Attraction & Charisma, Motivation & Success Skills, Presentation Skills, Sales Coaching | Comments (2)
Good listening is not just looking at someone and nodding your head in agreement. You have to acknowledge what is being said and let the other person know that you understand. The more you can acknowledge what is being said, the greater ability you have to persuade and influence. Why? Because the person speaking with you will feel important and understood (Law of Esteem).
Why is listening so difficult for most of us? Why is it that when two people get together and talk, they both walk away with two completely different views about the conversation? This is an enormous problem in our society today! Just think about where the world would be today if people took the time to sincerely listen? Dr. Stephen R. Covey says that to be a Highly Effective Person you must “first seek to understand.” When you really and truly understand where the other person comes from, your ability to persuade increases 10 fold. I have included some of the main problems people have with listening so you can get a jump start on developing this critical skill.
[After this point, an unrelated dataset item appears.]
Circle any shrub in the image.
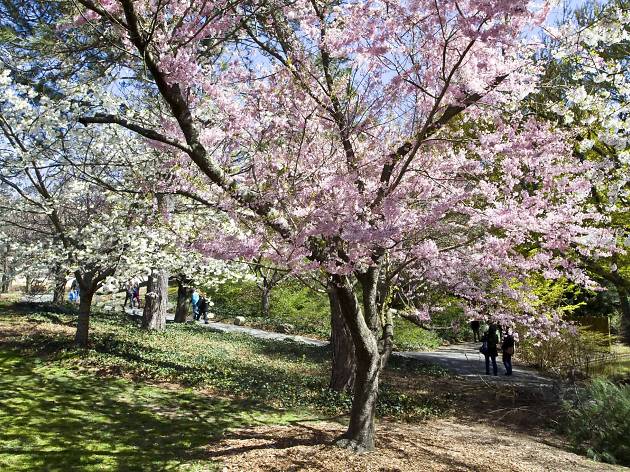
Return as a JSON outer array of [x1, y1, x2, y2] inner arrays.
[[517, 328, 610, 377], [561, 379, 630, 465]]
• Thinking about our response while the other person is talking. Instead of thinking about what the other person is saying, we often think about what we personally want to say next or where we want the conversation to lead. We are mentally planning our own agenda. In effect, we patiently wait our turn to talk but we never have give and take between the two parties.
• Not Concentrating. We talk at a rate of 120 to 150 words per minute, but we can think 400 to 800 words per minute. This allows us time to think in between words that are being said. We can pretend to listen while really thinking of something else.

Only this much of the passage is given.